Ignacio Muñoz’ four volumes on the Mexican Revolution defy simple classification. They do not constitute either a chronicle or a diary. They are neither monographic nor autobiographic. They do not follow any discernible chronological or institutional pattern. They are certainly not to be considered a reference work. For the lack of a handier label perhaps they can best be classified as a series of historical anecdotes held together by two pervasive themes: opposition to Yankees and opposition to the Revolution. As the title clearly implies, the author’s purpose is to set the record straight: “Es tiempo de que acabemos con el mito de la Revolución” (I, 22). That the record is in need of reexamination many would admit. Fewer would agree, however, that this work responds adequately to the challenge.

During the entire period between 1876 and 1940 Muñoz finds only two Mexicans worthy of the name: Porfirio Díaz and Pancho Villa.

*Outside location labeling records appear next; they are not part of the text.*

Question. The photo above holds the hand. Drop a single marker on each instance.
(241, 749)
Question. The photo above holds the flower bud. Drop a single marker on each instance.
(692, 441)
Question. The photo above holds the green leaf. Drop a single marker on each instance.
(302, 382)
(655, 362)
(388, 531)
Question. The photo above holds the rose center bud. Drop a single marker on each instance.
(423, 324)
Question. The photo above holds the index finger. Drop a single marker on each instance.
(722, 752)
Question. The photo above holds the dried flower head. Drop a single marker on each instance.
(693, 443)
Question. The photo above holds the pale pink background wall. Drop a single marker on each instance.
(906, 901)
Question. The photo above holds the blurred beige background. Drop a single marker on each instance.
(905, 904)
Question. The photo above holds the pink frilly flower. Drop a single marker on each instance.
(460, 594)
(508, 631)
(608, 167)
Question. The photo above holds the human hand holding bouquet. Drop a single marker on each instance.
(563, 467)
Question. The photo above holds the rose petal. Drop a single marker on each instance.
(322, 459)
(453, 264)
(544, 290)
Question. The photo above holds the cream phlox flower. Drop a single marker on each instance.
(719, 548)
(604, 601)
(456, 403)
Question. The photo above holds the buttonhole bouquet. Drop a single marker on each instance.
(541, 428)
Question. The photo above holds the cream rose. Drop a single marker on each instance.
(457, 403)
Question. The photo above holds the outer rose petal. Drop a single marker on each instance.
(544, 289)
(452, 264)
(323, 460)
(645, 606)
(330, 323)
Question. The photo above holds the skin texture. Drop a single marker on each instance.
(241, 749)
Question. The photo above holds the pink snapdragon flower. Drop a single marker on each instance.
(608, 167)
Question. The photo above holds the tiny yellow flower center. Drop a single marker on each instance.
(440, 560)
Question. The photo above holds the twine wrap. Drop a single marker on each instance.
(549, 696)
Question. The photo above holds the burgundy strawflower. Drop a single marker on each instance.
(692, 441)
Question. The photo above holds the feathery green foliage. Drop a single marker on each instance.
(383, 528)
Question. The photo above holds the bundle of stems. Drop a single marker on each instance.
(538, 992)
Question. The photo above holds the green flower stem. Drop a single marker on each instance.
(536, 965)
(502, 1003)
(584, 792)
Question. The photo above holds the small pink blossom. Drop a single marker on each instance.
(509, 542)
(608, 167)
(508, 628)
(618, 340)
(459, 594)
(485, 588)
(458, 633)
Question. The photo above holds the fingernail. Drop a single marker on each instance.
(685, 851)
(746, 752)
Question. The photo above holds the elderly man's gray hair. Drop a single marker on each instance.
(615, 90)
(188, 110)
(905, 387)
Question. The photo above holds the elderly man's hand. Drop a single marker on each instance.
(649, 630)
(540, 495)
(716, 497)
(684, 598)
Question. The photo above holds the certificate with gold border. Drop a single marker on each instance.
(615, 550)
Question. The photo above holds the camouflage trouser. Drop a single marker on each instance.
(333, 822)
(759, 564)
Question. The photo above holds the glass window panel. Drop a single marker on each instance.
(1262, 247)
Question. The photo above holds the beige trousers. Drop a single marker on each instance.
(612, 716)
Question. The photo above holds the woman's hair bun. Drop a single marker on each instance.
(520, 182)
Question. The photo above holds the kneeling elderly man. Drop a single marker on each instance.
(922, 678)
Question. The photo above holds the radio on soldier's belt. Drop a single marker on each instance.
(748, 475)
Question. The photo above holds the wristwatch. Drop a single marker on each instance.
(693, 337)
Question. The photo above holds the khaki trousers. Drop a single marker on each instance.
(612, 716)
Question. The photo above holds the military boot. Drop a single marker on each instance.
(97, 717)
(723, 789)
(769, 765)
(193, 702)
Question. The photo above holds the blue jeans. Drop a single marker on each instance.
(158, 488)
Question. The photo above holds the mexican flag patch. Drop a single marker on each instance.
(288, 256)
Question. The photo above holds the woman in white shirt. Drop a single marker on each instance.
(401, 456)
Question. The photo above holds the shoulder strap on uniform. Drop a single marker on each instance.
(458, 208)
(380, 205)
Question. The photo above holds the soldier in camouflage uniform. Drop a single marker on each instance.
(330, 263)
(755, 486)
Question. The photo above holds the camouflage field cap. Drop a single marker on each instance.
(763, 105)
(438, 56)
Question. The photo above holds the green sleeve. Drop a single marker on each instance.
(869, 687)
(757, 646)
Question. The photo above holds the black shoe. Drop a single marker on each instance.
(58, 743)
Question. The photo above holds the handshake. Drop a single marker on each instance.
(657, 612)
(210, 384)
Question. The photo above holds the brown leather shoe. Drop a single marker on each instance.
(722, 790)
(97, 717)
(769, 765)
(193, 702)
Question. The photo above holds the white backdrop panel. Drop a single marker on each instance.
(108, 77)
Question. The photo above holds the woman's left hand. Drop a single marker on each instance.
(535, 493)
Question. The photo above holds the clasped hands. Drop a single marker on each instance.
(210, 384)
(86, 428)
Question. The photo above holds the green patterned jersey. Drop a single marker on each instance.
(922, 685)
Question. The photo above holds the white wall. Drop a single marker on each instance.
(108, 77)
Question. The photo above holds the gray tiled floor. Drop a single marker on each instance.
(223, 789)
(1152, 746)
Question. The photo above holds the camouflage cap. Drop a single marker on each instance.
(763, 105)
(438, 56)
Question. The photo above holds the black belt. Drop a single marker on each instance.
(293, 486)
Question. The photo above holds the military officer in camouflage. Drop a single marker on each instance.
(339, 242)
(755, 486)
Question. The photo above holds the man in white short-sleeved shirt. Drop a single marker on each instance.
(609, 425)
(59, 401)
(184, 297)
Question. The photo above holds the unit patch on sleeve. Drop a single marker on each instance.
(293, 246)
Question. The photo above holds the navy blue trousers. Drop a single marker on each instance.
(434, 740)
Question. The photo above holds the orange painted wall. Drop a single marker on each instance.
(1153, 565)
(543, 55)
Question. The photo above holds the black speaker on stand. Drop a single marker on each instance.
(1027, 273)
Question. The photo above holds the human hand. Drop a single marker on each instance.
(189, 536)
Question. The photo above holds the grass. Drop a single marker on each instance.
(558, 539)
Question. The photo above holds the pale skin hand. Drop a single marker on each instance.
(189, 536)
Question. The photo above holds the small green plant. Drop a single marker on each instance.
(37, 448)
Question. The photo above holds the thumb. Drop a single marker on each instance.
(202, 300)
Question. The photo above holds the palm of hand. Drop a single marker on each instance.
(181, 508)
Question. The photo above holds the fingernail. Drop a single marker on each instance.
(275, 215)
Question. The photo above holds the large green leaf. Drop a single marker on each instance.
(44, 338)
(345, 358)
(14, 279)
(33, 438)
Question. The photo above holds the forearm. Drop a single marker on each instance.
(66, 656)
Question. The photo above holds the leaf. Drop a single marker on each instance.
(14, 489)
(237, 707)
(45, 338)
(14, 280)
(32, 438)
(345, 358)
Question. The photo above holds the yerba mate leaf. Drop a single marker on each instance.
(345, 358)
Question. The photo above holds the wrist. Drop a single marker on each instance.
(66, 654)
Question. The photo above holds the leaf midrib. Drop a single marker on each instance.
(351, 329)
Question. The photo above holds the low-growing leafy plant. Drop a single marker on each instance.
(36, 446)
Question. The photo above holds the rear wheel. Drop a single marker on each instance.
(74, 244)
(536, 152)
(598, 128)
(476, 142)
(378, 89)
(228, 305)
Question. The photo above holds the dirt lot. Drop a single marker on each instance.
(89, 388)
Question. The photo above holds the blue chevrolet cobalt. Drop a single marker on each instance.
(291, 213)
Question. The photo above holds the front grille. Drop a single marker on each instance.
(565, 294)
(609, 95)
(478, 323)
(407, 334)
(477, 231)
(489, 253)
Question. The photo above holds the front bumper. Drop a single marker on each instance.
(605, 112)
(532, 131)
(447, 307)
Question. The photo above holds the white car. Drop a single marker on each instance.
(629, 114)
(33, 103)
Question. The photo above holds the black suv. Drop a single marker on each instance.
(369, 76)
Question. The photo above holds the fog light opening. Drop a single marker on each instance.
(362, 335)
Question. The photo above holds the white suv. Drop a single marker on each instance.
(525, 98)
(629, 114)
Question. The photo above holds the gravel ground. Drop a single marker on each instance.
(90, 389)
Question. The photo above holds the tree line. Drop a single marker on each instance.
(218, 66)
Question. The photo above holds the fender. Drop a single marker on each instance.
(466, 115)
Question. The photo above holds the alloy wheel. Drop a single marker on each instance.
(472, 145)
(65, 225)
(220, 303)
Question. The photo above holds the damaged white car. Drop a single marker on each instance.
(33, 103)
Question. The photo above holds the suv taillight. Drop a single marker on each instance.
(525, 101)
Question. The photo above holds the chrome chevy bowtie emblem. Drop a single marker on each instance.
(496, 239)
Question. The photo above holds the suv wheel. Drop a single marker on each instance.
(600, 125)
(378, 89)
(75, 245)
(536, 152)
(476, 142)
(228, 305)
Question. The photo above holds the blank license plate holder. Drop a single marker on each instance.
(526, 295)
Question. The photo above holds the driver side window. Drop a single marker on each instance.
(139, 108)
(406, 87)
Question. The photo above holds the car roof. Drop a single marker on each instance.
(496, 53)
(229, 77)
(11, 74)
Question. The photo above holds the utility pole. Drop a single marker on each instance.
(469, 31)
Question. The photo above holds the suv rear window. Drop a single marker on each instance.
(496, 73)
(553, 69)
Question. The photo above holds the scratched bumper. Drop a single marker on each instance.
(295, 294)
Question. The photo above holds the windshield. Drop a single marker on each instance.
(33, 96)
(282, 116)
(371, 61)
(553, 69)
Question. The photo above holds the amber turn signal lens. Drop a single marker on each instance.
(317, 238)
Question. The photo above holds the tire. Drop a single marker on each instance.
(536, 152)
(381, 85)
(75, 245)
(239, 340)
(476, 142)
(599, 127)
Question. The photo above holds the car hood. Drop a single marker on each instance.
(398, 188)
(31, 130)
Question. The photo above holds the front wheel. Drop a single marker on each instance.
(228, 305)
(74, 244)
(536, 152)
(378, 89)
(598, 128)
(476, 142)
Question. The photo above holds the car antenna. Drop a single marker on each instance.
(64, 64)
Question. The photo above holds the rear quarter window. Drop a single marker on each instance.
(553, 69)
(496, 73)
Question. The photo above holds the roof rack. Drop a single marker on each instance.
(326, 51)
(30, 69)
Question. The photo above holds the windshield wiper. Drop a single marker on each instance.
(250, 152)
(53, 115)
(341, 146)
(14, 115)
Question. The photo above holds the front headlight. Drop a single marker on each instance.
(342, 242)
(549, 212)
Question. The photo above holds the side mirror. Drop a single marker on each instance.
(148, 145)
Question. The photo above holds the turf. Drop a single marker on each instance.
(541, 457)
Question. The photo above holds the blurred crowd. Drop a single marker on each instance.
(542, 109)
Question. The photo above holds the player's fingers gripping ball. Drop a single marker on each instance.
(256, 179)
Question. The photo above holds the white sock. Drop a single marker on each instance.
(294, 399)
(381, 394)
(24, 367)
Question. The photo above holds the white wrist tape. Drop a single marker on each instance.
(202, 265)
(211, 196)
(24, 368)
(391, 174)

These two unlikely paladins stand in sharp contrast to the apostates: Francisco Madero, Emiliano Zapata, Venustiano Carranza, Álvaro Obregón, José Vasconcelos, and especially Plutarco Elias Calles. Among the myths which the author seeks to explode is that Victoriano Huerta was responsible for the assassination of President Francisco I. Madero. Since the complicity of Huerta has never been proved, this would appear to be a good target. According to Muñoz, General Aureliano Blanquet must bear the responsibility. The only support for this argument, however, is the opinion of Lic. Querido Moheno (Huerta’s secretary of foreign relations and a great admirer of the dictator), the testimony of an unidentified army officer, and the conjecture of Colonel Porfirio Díaz, Jr., that “Huerta era incapaz de cometer semejante barbaridad” (I, 339-356).

Not only does the author undertake his demolition tasks with insufficient explosives; in the process he constructs an entire new group of myths. Among those which stand out most blatantly are the following: Madero had the Texas Rangers fighting with him at the battle of Casas Grandes (I, 75); Pascual Orozco accepted the Plan de Ayala as his banner (I, 205); 820 Americans were killed during the landing at Veracruz in April 1914 (II, 180); Thomas A. Edison was born in Chihuahua of a Mexican father (I, 271-272); and President Woodrow Wilson ordered the assassinations of Victoriano Huerta and Pascual Orozco (I, 292; II, 384-385).

Less significant historically but even more of an affront to the reader’s sensibility is the author’s obstreperous anti-Semitism. In a section of the fourth volume entitled “Judaizando a México” President Calles is accused of fomenting an utterly fantastic Jewish-Communist plot to take over Mexico and perhaps even all of Latin America. The author concludes: “El pulpo judío avanzaba. Sus tentáculos ahogaban todo. El poder del callismo tiránico y destructor, se ponía al servicio de los hijos de Israel para esclavizar aun a los mismos hijos del país” (IV, 151).

The kindest thing that can be said about the work under consideration is that it is properly titled. Even the most cursory reading, however, will reveal that it contains considerably “mas mito que verdad.”